El jefe de la diplomacia europea, Josep Borrell, lo explicó bien el día del acuerdo: «hemos visto a muchos rusos viajando por motivos de ocio, para ir de compras, como si no se estuviera librando una guerra en Ucrania». Tiene razón. La invasión rusa a este país es una amenaza para todos, no solo para los ucranianos, y los rusos no pueden actuar como si nada pasara.
Vladimir Putin lleva años impulsando una estrategia, intensa y de bajo perfil –pero no por eso menos efectiva–, para deteriorar el orden mundial surgido tras la caída del muro de Berlín. Y ese orden mundial, esa arquitectura que ha permitido el mayor avance en nuestras libertades y nuestro progreso individual y colectivo en toda la historia, es el que él quiere terminar. Los ejemplos son muchos particularmente en los últimos años: desde la injerencia en procesos electorales como los de 2016 en Estados Unidos, el referéndum del Brexit, el apoyo a la ultraderecha de Marie Le Pen en las presidenciales francesas de ese mismo año... a la más reciente, la del apoyo a los partidos italianos que acabaron permitiendo la caída de la presidencia más longeva (y efectiva, en mi opinión) del país en décadas, la de Mario Draghi hace tan solo unas semanas.

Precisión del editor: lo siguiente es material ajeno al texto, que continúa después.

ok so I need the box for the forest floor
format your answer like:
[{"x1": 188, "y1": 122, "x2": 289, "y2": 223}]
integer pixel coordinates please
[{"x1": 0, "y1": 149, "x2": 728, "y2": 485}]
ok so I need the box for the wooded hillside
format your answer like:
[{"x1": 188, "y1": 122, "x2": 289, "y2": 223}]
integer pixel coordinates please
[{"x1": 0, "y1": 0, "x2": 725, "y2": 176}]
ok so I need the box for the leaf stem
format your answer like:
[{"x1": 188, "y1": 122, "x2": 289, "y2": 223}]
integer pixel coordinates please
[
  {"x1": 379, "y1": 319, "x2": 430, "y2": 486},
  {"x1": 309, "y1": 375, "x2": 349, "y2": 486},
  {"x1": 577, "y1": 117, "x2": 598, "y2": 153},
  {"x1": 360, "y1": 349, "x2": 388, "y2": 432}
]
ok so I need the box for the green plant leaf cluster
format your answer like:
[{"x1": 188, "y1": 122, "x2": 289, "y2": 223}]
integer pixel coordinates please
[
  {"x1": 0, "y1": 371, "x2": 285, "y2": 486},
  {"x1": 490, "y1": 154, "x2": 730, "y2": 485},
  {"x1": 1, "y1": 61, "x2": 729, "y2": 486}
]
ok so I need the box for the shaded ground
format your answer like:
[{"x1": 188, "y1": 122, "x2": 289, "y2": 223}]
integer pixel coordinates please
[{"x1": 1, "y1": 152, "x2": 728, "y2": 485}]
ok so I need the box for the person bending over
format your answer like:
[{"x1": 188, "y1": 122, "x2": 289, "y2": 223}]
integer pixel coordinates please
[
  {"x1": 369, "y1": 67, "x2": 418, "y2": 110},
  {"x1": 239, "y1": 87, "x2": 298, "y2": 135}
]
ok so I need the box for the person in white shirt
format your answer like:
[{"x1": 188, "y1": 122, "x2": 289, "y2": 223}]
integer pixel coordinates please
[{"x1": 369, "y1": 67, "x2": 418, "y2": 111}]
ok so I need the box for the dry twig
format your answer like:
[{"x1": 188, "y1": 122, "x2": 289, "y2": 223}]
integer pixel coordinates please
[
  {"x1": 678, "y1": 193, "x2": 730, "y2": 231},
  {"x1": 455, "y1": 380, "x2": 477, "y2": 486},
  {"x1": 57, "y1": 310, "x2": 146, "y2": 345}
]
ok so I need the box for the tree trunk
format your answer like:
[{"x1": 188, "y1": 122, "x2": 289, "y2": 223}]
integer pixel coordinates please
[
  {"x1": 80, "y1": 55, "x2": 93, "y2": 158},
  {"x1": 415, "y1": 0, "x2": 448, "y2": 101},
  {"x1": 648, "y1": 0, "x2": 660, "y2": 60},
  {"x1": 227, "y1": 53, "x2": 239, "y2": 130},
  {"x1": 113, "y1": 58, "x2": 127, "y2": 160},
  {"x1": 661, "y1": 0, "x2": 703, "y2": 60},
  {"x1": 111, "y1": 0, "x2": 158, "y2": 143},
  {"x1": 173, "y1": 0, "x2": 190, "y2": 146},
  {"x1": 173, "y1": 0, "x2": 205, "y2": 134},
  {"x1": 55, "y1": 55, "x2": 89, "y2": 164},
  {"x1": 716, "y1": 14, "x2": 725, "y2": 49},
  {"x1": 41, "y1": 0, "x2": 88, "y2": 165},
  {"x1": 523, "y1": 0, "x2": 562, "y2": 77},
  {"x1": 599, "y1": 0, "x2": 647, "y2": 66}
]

Europa en general, pero particularmente la costa mediterránea, es uno de los destinos más apreciados por esos turistas rusos. Llegan, en muchos casos, en vuelos chárter directamente a la localidad en la que quieren pasar unos días, con paquetes turísticos que pagan en origen, y que son muy cotizados por empresarios y comerciantes locales que saben de su poder adquisitivo y sus generosos gastos. Por eso, no me extrañaría que la decisión de los ministros pueda haber generado dudas, cuando no rechazo, en algunos empresarios locales. Es comprensible, pero es ahí donde nos toca demostrar nuestro compromiso.
Putin no respeta nada. La invasión a Ucrania es solo la última de otras muchas decisiones, conocidas y no conocidas, que ha adoptado en años recientes inspirado por ese nocivo y resentido ultranacionalismo ruso que vive de la nostalgia de una gloria pasada. Como gobernante, su objetivo no es solucionar los problemas políticos o sociales de su país –de hecho, Putin sobrevive al frente de un estado corrupto, cleptocrático y represor gracias a su mano de hierro y a su férreo control que extiende el miedo entre sus críticos–. Putin no puede ni quiere cambiar ese sistema, y para lograr esa anhelada gloria o reconocimiento, busca debilitar al resto, en particular a Europa y Estados Unido; y eso nos afecta. Por eso, que la Unión Europea sancione a Rusia con esa y otras medidas es la respuesta correcta. Limitar la llegada de turistas rusos a nuestro país es un mal necesario, para los rusos y para nosotros. Para ellos porque deben entender que la decisión de su oligarquía, y de Putin en particular, tiene consecuencias. Y para nosotros, como destino de ese apreciado turismo ruso, porque es el precio que nos toca pagar –pequeño, en comparación con lo que sufren los ucranianos– para defender la democracia y las libertades de que gozamos.